We see the importance to include this topic in our section work and ask everyone to come up with suggestions how we can improve our work in line with the surrounding needs.

Members of the IFLA Dial Working Group of CPDWL are Catharina Isberg, Information Coordinator and Ulrike Lang, Co-Chair of CPDWL.

A report from the “Satellite Meeting in Tampere”, 2012

Cut from the CPDWL Newsletter (in the newsletter you’ll also find some pictures)

Juanita Jara de Súmar. Newsletter Editor

The Road to Information Literacy: Librarians as Facilitators of Learning is the title of the Satellite meeting convened jointly by the Continuing Professional Development and Workplace Learning and Information Literacy Sections and hosted by Tampere University Library, in Tampere, Finland, 8 – 10 August 2012 . The organizing committee was chaired by Susan Schnuer and Leena Toivonen.

Conveners, host and editorial team did a fantastic job,. The venue was excellent and the programme was rich, varied and very interesting. For the first time a CPDWL satellite meeting had it own website, where you can find the slide shows that accompanied the presentations.

A mentoring programme for first time participants was offered for this event, The help of seven volunteers coordinated by Arne Gundersen and Zuza Wiorogorska was much appreciated by those who benefitted from it.
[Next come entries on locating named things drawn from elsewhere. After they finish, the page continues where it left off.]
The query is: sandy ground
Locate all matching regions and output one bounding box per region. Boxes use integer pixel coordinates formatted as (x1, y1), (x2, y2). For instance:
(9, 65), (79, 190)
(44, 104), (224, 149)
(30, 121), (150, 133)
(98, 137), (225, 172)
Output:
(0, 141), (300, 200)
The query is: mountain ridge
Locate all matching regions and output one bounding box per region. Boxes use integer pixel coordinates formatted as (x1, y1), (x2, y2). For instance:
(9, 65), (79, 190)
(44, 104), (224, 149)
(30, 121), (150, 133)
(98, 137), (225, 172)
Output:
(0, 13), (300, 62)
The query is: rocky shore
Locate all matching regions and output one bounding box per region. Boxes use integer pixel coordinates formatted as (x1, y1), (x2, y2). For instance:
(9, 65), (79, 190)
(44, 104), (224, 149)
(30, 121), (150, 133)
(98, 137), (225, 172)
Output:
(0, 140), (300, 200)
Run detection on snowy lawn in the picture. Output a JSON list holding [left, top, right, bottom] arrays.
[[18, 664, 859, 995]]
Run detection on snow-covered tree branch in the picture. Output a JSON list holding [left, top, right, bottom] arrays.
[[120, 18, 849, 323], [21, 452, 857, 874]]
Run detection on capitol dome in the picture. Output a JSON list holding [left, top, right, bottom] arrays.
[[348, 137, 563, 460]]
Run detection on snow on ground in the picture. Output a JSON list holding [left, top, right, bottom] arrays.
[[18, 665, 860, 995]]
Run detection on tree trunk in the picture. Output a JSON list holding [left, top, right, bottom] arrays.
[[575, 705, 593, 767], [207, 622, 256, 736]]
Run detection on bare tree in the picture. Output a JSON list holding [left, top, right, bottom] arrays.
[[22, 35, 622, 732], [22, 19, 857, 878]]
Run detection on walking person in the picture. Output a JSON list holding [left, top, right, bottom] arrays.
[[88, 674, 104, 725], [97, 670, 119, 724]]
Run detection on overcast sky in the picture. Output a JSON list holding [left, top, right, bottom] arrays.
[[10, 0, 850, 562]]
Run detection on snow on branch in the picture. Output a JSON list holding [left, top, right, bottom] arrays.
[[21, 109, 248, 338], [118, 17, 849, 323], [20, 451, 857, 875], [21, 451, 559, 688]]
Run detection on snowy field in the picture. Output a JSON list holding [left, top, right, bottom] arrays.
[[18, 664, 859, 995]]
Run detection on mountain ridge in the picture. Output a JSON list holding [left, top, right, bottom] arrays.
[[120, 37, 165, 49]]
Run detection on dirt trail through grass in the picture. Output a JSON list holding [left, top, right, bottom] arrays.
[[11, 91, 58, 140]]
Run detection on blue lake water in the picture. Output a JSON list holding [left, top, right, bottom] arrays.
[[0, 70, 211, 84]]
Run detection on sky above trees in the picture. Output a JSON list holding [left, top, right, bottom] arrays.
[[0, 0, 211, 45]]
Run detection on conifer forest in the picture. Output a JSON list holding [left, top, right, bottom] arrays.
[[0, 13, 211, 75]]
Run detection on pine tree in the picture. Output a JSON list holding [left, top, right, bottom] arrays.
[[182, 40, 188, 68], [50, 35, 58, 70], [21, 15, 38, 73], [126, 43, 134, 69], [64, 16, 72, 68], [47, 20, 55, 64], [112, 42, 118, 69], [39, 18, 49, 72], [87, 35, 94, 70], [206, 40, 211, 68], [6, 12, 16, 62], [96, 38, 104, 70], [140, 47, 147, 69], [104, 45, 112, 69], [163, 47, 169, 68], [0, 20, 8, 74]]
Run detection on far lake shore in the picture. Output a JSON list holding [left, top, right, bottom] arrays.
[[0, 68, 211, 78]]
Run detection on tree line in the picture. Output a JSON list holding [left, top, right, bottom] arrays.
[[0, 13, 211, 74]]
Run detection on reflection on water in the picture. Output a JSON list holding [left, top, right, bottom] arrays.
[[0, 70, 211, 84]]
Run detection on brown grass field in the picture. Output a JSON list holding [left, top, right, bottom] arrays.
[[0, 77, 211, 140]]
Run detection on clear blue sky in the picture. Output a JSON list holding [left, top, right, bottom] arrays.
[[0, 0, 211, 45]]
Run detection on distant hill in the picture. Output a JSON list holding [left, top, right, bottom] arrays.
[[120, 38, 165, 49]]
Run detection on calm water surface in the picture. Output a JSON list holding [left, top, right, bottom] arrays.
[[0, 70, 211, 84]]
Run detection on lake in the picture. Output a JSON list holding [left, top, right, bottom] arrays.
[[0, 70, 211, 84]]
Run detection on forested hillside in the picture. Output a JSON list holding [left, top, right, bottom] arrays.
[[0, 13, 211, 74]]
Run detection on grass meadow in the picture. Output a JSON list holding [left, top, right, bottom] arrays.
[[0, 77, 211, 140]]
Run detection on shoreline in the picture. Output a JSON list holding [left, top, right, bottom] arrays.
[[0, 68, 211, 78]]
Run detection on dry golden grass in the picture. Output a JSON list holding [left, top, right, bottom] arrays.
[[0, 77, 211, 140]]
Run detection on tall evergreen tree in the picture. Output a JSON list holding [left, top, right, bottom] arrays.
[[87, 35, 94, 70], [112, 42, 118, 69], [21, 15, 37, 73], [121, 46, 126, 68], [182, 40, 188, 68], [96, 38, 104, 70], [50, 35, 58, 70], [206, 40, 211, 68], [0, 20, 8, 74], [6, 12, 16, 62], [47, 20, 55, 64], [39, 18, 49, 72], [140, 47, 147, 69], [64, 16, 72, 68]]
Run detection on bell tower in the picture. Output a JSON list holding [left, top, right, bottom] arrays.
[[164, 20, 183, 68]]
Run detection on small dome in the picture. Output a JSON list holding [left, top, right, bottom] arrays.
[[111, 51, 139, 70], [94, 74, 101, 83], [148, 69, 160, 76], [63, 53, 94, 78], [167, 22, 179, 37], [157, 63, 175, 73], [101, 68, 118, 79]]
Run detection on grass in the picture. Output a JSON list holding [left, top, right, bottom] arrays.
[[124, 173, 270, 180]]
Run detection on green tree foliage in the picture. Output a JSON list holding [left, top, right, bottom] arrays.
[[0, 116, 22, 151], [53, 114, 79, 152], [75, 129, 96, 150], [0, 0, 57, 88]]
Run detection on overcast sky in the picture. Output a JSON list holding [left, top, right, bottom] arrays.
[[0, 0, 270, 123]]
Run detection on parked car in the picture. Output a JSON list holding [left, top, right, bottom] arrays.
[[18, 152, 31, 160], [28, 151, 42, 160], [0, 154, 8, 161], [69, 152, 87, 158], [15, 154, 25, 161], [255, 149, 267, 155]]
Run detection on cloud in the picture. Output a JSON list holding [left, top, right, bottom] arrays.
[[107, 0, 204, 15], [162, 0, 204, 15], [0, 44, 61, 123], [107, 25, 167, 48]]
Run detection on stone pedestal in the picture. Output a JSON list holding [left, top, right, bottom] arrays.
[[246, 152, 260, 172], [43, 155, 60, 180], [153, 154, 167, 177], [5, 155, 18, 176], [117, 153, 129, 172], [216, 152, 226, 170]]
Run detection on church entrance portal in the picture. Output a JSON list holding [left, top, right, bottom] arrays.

Also, as is customary in all CPDWL satellite meetings, the editors of the proceedings: Roisin Gwyer, Ruth Stubbings & Graham Walton delivered the volume containing the Elizabeth Stone Memorial Lecture and 22 selected papers. The proceeding have been published as IFLA Publications Series 157.

A total of 126 registrations were received. Participants came from all five continents, but mainly from Europe. And something they appreciated very much was the friendly atmosphere and the opportunities for networking.

The local committee organized a city and surroundings tour, various library tours, a reception at the Old City Hall, offered by the City of Tampere, and an excellent Conference dinner.

The Conference itself started with a Welcome address from Katja Kannonlahti, the University of Tampere Head of Communications. This was followed by the Elizabeth Stone Memorial Lecture, delivered by Kirsti Lonka from the University of Helsinki, on Engaging Learning Environments for the Future.

The second day started with the Keynote Lecture Facilitating Learning Through Guided Inquiry, delivered by Carol Kuhlthau, Professor Emerita Rutgers University

The rest of the program of the two days was divided in seven sessions, with a total of 37 papers and 6 workshops. There were also 6 poster sessions on display.

The organizers expressed their gratitude to the Tampere University staff who helped in multiple ways and the librarians who conducted visits and library tours, and to Standing Committee members who volunteered to be moderators of the sessions.

And, of course, the coffee breaks and lunches were wonderful!